If your software runs under Linux and your process does a poll() or a select() it may be a lot cleaner to use signalfd().

I've implemented such in my eventdispatcher, the ed::signal class¹. Here is a copy of the constructor:

snap_communicator::snap_signal::snap_signal(int posix_signal)
    : f_signal(posix_signal)
    //, f_socket(-1) -- auto-init
    //, f_signal_info() -- auto-init
    //, f_unblock(false) -- auto-init
{
    int const r(sigismember(&g_signal_handlers, f_signal));
    if(r != 0)
    {
        if(r == 1)
        {
            // this could be fixed, but probably not worth the trouble...
            throw snap_communicator_initialization_error("the same signal cannot be created more than once in your entire process.");
        }
        // f_signal is not considered valid by this OS
        throw snap_communicator_initialization_error("posix_signal (f_signal) is not a valid/recognized signal number.");
    }

    // create a mask for that signal
    //
    sigset_t set;
    sigemptyset(&set);
    sigaddset(&set, f_signal); // ignore error, we already know f_signal is valid

    // first we block the signal
    //
    if(sigprocmask(SIG_BLOCK, &set, nullptr) != 0)
    {
        throw snap_communicator_runtime_error("sigprocmask() failed to block signal.");
    }

    // second we create a "socket" for the signal (really it is a file
    // descriptor manager by the kernel)
    //
    f_socket = signalfd(-1, &set, SFD_NONBLOCK | SFD_CLOEXEC);
    if(f_socket == -1)
    {
        int const e(errno);
        SNAP_LOG_ERROR("signalfd() failed to create a signal listener for signal ")(f_signal)(" (errno: ")(e)(" -- ")(strerror(e))(")");
        throw snap_communicator_runtime_error("signalfd() failed to create a signal listener.");
    }

    // mark this signal as in use
    //
    sigaddset(&g_signal_handlers, f_signal); // ignore error, we already know f_signal is valid
}

With that socket you can do a poll() and it triggers an equivalent to a read event when a signal arrives.

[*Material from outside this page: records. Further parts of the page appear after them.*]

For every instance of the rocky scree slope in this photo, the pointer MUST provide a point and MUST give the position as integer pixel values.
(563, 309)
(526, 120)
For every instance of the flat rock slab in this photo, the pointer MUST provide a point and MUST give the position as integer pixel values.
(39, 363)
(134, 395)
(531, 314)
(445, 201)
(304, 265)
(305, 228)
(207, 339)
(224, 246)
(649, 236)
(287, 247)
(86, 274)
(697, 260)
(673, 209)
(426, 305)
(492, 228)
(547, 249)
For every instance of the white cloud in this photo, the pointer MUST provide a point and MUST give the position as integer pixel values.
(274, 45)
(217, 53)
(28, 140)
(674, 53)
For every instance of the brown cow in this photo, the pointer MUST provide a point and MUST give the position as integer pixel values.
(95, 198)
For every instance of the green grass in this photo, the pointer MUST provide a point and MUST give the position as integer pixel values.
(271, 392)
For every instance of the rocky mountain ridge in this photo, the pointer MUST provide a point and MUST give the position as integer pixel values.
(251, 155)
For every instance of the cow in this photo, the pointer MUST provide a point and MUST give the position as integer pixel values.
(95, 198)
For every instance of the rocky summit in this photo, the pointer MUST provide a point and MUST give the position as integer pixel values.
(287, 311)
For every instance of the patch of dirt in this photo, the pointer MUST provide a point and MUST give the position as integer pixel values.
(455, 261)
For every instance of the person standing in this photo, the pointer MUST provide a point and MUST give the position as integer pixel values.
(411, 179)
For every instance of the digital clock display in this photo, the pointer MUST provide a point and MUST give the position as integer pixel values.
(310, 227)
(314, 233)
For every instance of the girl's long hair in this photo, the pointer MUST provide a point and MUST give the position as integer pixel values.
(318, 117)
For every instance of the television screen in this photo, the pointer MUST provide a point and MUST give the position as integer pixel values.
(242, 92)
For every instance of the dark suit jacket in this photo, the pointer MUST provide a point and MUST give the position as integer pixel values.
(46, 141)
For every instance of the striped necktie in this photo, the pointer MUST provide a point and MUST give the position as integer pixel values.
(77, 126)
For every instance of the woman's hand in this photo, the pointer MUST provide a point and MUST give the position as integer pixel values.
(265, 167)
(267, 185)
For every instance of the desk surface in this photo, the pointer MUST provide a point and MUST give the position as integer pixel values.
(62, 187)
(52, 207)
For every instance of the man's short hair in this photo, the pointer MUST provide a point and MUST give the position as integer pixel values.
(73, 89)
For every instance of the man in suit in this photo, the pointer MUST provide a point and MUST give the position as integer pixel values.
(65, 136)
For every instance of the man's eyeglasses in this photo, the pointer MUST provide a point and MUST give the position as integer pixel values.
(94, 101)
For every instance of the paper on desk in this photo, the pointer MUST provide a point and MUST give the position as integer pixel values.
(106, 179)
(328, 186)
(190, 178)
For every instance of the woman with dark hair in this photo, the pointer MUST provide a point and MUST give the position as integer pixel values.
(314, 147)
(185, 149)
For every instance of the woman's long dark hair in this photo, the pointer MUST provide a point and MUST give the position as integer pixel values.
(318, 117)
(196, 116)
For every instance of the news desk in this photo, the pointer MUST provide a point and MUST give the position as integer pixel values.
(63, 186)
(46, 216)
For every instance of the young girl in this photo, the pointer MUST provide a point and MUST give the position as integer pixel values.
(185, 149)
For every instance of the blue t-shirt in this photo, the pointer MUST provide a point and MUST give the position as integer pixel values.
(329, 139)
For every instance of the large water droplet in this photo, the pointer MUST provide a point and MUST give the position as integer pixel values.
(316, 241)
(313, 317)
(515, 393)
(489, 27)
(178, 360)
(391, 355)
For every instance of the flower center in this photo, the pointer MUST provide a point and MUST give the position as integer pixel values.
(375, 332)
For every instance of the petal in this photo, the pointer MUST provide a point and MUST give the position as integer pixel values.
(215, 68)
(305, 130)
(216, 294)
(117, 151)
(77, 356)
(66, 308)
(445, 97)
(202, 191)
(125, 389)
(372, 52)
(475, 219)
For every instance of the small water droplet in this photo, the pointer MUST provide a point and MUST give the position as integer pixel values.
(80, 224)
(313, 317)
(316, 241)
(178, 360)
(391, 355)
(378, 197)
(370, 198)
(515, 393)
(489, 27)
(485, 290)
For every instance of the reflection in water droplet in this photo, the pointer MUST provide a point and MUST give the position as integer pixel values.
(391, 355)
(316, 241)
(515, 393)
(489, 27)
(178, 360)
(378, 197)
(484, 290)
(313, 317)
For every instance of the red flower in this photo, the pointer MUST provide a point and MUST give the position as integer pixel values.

You retrieve the signal information like this:

int const r(read(f_socket, &f_signal_info, sizeof(f_signal_info)));

with f_signal_info being declared as:

struct signalfd_siginfo     f_signal_info;

The great thing is that now all of that happens in my classes and I don't have any weird signal handlers which can get my thread locked up, does not handle C++ exceptions correctly, and other potential problems. On my end, I have C++ classes with virtual functions that get called whenever an event occurs, including Unix signals such as SIGINT, SIGPIPE, SIGCHLD... You could also implement callbacks using boost signals which give you the power of using std::bind().

All of that said, I still use signal() for SIGSEGV, SIGBUS, etc. those that I'm not going to do any extra work when they occur. I try to log the stack trace on those and that's it. So I don't use signalfd() on them (see my ed::signal_handler implementation).


¹ The old implementation was part of the snap_communicator environment and the signal class was around line 2789 at time of writing.